Burcham was born in Cadiz, Indiana, and grew up in Whittier, California in the eastern Los Angeles basin. Burcham sold burglar alarms of his own design to finance flying lessons from the O'Donnell School of Aviation in Long Beach, California, where he became chief instructor. In 1933, Burcham and Lt. Tito Falconi of the Italian Air Service competed in setting inverted flight endurance records. Burcham's flight of 4 h 5 min 22 s flying in circles over Long Beach, California that December was not broken until July 24, 1991 when U.S. airshow pilot Joann Osterud set a new world's record of 4 h 38 min 10 s. In 1936, Burcham flew his Boeing 100 to the World's Aerobatic Championship at the National Air Races in Los Angeles.
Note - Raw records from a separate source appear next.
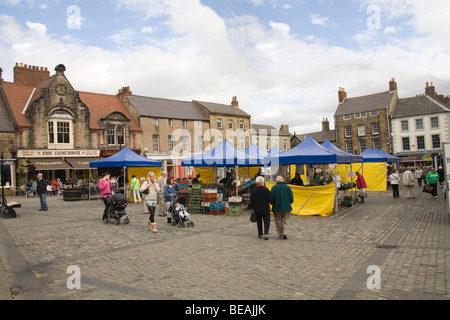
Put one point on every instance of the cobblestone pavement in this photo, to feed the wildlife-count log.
(221, 258)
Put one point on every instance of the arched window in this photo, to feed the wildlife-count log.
(60, 130)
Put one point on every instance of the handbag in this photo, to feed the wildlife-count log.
(253, 217)
(427, 189)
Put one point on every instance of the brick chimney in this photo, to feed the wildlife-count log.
(284, 128)
(430, 90)
(342, 95)
(125, 92)
(234, 102)
(30, 75)
(392, 85)
(325, 125)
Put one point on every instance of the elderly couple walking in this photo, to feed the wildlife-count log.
(280, 197)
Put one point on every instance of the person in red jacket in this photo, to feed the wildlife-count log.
(361, 185)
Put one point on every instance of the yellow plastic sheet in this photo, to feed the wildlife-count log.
(375, 176)
(206, 174)
(312, 201)
(140, 172)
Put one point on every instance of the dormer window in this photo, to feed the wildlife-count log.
(60, 130)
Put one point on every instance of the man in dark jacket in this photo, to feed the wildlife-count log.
(42, 192)
(260, 198)
(282, 200)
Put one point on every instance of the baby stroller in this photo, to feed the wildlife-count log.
(116, 209)
(180, 216)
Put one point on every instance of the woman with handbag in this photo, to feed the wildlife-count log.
(151, 199)
(433, 179)
(260, 198)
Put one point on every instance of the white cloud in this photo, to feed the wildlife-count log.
(282, 28)
(316, 19)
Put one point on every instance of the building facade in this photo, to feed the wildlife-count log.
(363, 122)
(267, 137)
(58, 130)
(419, 127)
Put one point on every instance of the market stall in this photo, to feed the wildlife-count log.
(128, 159)
(311, 199)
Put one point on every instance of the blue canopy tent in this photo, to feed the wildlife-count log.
(125, 158)
(348, 157)
(308, 152)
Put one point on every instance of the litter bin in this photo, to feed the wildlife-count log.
(72, 194)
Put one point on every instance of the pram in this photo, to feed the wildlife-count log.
(116, 209)
(180, 216)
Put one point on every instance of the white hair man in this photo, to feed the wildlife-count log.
(282, 200)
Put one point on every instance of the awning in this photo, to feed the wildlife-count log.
(80, 163)
(50, 164)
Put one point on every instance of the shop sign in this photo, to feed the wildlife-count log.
(57, 153)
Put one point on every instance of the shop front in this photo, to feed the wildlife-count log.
(71, 166)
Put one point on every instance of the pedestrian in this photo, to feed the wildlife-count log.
(282, 200)
(394, 179)
(409, 182)
(170, 193)
(418, 174)
(105, 186)
(135, 188)
(41, 189)
(441, 174)
(261, 198)
(161, 207)
(361, 185)
(433, 179)
(150, 188)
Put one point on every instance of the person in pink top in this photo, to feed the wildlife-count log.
(105, 186)
(361, 185)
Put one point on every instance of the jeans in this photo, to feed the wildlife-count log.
(259, 221)
(43, 200)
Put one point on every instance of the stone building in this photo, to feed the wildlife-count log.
(267, 137)
(419, 127)
(363, 122)
(59, 130)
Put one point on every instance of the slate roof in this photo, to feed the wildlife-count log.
(223, 109)
(319, 137)
(366, 103)
(166, 108)
(18, 97)
(6, 123)
(268, 129)
(418, 106)
(101, 105)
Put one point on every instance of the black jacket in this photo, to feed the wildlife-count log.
(41, 186)
(260, 198)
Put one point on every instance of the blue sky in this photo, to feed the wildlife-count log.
(284, 59)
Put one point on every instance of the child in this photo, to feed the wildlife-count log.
(180, 209)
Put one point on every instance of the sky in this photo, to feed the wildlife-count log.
(284, 60)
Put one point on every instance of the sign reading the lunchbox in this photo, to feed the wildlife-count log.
(57, 153)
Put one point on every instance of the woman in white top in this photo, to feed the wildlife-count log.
(151, 198)
(394, 178)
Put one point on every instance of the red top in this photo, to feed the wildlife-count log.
(361, 183)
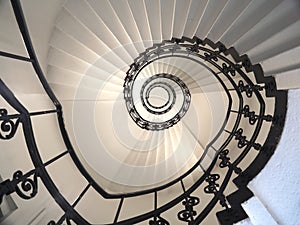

In 1941, Burcham joined Lockheed as a production test pilot and spent a year as chief pilot of Lockheed's operations in England. He became chief engineering test pilot a few years later, and in that capacity was served as copilot on the first flight of the Constellation on January 8, 1943. On January 9, 1944, he turned the first flight of Lulu-Belle, the XP-80 prototype, into a thrilling low-level airshow before a crowd of military and civilian VIPs at Muroc Army Air Base (now Edwards AFB).

On October 20, 1944 Burcham was flying the third production prototype YP-80 from Lockheed Air Terminal in Burbank, California. The engine flamed-out on takeoff due to a main fuel pump failure and the airplane crashed one mile west of the terminal, killing him.

He is buried in Forest Lawn Cemetery in Glendale, California.